Introduction
Scenes are the building blocks that construct your narrative arc. But first, what is a scene?
A scene is a single moment or event, set in a place and time, that contains a character or characters acting and reacting to events and each other. A scene will usually include all or most of these elements:
Setting: where and when this scene takes place
Characters: who is in the scene
Action: whether it’s a car chase or two characters sitting down for coffee and a heart-to-heart discussion
Dialogue: if there are two or more characters present in the scene; also internal monologue, even if there’s only one character present
Emotions: of the point-of-view character (internally) and others (externally)
The majority of your book will likely be in scenes rather than in pure narrative form. With scenes, the reader can see, hear, and feel what is happening.
Scenes build on each other, with one scene inexorably leading to the next. Scenes raise tension and conflict ever higher as the story progresses and the success of the character’s quest to achieve her goal becomes more in doubt.
Occurrence versus event
Scenes will have an external goal and an internal (character) goal, as well as a story goal to drive the narrative arc forward.

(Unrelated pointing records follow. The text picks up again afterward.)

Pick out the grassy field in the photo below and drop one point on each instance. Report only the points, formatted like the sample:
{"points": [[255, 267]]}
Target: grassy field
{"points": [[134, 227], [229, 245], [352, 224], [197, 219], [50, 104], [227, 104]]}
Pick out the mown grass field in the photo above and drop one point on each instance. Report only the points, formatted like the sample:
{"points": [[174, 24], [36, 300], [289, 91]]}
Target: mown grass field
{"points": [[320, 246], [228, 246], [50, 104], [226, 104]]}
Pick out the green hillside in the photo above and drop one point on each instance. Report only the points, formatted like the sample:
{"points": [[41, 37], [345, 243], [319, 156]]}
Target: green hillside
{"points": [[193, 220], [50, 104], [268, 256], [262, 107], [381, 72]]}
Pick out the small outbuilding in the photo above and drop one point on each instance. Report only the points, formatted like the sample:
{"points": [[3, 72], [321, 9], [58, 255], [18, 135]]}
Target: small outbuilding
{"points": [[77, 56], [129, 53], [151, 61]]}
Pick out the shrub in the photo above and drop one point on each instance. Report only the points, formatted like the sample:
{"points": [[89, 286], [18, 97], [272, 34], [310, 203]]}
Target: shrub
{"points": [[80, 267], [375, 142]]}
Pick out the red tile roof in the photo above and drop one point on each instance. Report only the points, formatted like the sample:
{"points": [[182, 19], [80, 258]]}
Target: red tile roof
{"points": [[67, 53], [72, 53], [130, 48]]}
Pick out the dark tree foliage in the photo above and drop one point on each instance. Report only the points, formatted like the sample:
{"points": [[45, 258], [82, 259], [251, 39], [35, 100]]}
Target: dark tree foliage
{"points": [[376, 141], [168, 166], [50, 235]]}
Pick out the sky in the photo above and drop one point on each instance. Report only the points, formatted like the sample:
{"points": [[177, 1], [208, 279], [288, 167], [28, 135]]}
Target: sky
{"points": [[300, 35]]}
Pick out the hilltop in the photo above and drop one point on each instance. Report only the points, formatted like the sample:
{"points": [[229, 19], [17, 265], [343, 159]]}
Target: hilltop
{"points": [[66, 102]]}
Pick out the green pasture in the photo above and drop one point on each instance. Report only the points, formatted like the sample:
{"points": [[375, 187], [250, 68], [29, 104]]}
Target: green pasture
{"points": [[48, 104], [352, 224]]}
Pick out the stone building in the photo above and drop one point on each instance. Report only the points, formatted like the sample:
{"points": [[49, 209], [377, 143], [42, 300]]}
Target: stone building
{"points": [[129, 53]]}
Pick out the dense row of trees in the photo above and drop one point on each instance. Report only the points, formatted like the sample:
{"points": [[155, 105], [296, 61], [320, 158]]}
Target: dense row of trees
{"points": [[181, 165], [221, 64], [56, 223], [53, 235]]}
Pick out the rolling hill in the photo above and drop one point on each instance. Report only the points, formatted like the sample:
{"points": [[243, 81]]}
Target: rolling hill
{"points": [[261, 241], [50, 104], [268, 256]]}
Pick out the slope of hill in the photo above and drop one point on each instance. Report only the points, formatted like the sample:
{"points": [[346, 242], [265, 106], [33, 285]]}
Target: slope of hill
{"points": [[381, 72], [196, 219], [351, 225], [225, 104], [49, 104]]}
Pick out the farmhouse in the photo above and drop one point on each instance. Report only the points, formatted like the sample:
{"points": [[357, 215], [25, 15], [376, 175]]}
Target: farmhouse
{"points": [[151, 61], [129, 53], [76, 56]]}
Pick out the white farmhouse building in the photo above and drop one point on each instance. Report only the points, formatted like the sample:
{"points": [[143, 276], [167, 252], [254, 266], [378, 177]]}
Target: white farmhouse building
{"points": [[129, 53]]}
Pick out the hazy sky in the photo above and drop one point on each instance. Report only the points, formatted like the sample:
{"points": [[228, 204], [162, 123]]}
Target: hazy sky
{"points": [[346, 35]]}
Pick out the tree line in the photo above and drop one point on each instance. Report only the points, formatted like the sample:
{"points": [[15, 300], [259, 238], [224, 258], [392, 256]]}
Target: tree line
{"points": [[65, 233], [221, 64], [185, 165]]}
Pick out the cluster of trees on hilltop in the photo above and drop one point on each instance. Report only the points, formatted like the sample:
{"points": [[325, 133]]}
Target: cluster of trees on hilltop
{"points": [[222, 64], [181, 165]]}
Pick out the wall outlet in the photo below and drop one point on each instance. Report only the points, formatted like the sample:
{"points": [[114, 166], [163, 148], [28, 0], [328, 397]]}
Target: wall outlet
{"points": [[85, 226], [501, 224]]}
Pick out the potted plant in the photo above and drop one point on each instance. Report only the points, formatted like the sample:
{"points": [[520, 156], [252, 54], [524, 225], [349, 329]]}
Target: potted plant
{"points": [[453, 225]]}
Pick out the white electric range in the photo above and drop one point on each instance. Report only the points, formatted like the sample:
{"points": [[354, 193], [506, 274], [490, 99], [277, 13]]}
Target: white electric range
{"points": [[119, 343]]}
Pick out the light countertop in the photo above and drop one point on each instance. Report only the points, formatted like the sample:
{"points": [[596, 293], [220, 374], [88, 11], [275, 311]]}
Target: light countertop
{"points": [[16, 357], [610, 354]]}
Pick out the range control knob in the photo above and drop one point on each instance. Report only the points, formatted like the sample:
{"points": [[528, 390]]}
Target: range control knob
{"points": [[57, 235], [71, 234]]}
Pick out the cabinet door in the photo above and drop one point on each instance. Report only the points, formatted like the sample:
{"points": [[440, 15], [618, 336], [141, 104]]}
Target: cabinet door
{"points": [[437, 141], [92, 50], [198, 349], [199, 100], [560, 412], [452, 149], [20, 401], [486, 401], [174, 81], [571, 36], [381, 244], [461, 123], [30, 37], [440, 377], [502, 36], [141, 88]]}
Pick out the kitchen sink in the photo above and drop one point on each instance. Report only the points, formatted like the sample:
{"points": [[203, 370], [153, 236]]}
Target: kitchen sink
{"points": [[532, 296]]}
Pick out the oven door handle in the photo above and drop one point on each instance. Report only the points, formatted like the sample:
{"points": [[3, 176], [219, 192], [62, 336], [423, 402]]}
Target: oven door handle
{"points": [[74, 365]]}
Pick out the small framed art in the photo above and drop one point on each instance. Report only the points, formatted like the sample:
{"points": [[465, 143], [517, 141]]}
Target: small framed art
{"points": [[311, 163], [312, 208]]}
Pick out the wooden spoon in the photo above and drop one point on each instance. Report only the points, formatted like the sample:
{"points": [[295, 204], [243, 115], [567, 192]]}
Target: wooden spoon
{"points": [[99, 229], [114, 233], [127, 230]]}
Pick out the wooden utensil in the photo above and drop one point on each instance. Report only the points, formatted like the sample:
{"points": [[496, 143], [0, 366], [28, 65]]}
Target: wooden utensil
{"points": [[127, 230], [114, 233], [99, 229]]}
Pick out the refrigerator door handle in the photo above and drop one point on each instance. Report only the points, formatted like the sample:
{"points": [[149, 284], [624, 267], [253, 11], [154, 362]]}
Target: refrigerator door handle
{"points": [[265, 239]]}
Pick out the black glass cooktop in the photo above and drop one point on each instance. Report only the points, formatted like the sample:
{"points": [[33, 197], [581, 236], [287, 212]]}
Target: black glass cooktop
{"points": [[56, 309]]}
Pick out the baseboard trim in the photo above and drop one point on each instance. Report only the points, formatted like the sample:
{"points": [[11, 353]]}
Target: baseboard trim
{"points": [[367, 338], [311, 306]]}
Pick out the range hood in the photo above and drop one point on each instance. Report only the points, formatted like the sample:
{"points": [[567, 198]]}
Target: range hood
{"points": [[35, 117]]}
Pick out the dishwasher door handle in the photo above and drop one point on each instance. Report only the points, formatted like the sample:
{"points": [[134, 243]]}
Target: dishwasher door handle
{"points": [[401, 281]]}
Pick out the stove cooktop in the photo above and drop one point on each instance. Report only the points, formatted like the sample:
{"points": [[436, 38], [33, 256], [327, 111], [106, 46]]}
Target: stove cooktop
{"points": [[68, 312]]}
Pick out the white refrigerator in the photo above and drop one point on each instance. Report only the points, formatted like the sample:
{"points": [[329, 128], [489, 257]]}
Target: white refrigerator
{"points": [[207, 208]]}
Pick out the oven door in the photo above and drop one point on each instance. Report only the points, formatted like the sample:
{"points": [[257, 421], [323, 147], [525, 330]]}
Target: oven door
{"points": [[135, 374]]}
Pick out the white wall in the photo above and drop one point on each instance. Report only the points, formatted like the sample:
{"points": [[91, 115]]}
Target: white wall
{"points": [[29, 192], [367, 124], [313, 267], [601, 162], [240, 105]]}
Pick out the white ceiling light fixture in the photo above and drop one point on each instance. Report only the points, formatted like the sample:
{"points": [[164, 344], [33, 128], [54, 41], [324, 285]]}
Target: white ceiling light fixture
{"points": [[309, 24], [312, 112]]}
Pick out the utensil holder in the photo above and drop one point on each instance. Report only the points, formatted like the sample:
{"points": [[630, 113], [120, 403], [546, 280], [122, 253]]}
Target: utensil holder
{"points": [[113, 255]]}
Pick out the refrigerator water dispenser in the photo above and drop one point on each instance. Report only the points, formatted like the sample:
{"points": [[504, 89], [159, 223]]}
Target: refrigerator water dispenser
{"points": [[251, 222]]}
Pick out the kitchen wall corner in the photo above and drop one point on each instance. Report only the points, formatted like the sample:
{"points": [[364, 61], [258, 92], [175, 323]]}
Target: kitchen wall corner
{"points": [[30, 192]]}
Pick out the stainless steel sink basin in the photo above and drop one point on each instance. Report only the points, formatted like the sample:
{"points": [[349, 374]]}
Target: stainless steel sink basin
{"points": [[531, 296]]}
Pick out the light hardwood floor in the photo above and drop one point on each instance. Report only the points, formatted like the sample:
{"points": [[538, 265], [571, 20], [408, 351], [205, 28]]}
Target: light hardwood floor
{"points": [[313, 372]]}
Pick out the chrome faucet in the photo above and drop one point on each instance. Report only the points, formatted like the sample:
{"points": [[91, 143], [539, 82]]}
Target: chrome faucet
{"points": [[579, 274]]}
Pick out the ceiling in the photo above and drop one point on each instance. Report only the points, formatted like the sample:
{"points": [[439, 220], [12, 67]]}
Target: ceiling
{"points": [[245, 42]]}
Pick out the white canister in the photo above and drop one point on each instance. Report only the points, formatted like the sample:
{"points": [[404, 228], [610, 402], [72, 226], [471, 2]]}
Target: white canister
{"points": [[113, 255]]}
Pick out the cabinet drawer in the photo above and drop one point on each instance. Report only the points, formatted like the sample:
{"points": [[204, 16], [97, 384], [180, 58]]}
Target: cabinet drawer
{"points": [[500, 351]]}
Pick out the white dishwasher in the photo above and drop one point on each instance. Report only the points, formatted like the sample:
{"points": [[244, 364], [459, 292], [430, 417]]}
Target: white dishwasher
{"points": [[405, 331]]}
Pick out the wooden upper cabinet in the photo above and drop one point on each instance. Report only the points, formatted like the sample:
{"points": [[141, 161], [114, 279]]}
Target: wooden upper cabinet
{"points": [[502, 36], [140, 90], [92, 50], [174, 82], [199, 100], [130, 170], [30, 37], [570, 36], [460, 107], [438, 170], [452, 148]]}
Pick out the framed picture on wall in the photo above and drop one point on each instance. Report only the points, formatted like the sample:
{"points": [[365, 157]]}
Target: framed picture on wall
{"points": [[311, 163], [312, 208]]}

One of the best ways I’ve heard this described is in The Scene Book, by Sandra Scofield. She says a scene has two elements, one on the surface and one underneath, which she calls Occurrence and Event.
If a husband and wife are sitting in an elegant restaurant sipping their wine and having a conversation while waiting on their food, that’s the occurrence. That’s the surface, the setting, the characters, the actions, the dialogue.
During the conversation, the wife is trying to figure out why her husband has been so distant recently. Is he having an affair, does he no longer love her, is he stressed about work?
That’s the underlying event. This will be composed of her internal thoughts and emotions, and may spill into the dialogue if she has the nerve to start asking him questions.
Add in character actions, reactions, and emotions if he gets angry and slams his cloth napkin to the table and storms out.
Then she will have an internal, emotional reaction to his actions, perhaps her internal thoughts about what just happened as well as her external actions to apologize to the waiter while she cancels the meal and pays the bill. Not to mention her internal emotions of being publicly embarrassed by the commotion.
Then she has to walk out of the restaurant and call a taxi while everyone watches her with pity or curiosity (action). She wonders if she should go home or to a friend’s house for the night (internal thoughts/emotions).
The occurrence or surface scene presents the underlying event that drives the story forward, raising tension and conflict.
We’ll use this example a few times below as we discuss writing your story in scenes.
Crafting scenes
Think of each individual scene as a small story to itself. It should generally follow the same narrative arc as a full story, but in a shorter, condensed frame. It is a single moment in time, whether the scene lasts five minutes or several hours. It will generally be in a single location, unless the characters are in a car traveling or something similar, but even then, the actual location of the scene is contained in the car.